Friday 27 May 2022

Social procurement

If this push gets to the right outcome, it will only be by coincidence. 

They're doing it the wrong way round. 

The Government's now into social procurement: working social objectives into government procurement. 

Done properly, you get better social outcomes and a maintained tight discipline on procurement. 

Done the way they're pitching it, it's going to be less likely.

The Government spends about $51 billion buying stuff each year - from tarmac for the roads to toilet paper for the Beehive.

Its goal is to have five percent of every government agency’s annual procurement spend going to Māori businesses. But both the businesses and the agencies need help gearing up, Jackson says.

“Achieving better economic outcomes by helping small to medium businesses be tender ready is a game changer in that regard. This is creating positive regional outcomes in other areas such as employment and training.”  

It’s not just Māori businesses that should benefit from the government’s changed priorities around procurement, although it’s here where the government’s thinking is most developed.

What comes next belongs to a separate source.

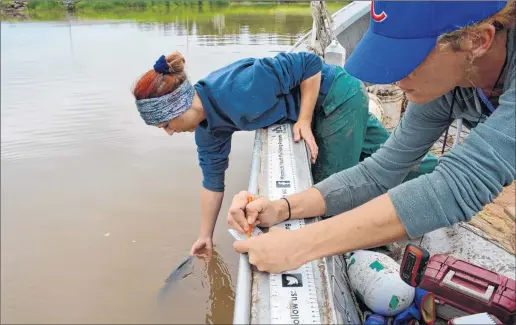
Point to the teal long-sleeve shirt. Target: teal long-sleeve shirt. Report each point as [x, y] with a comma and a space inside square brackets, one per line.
[250, 94]
[467, 177]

Under  “broader outcomes” procurement rules “each agency must consider, and incorporate where appropriate, broader outcomes when purchasing goods, services or works".

"Broader outcomes are the secondary benefits that are generated from the procurement activity. They can be environmental, social, economic or cultural benefits," the rules say.

However, as the new-ish head of government procurement Laurence Pidcock  told Newsroom in an interview earlier this year (see “The man trying to spend your $51 billion better"), the broader outcomes criteria in the rules are both strangely narrow and rather vague.

The better way of doing this is by keeping social investment separate from procurement. 

Run a very hard line government procurement process that only cares about value-for-money in a very strict sense. 

At the same time, run the social investment approach work in the way that Minister English envisioned it. If an organisation is able to deliver social ends because of the way that it's run, it should be able to pitch to government for payment for those outcomes - with rigorous evaluation to make sure that outcomes are delivered. 

If both are done properly, you could wind up with cases where the company delivering social ends is the one that wins government procurement contracts, potentially because it's also getting returns from a different part of government for those ends. 

And maybe, if you're really lucky, that's the same outcome as you get out of what the government's pitched. But it would just be coincidence. Why? There could be tons of other ways of delivering the desired social objective, and who knows whether bundling it into a procurement deal is the best way of doing it. If employment of the long-term unemployed is the desired outcome, government can't tell whether that's best done by putting a thumb on procurement scales to award contracts to companies that make a point of hiring from among the long-term unemployed, or through tons of other ways of doing that.

And heck, if employment in providing the kinds of things that government contracts for really is the best way of doing it, then the government's approach is far too limited - it restricts those firms to dealing with government, instead of paying for the outcome regardless of whether the company is contracting to government or to others.  

This government keeps picking less effective but more showy ways of trying to do stuff, while maintaining a terrible track record on delivering anything.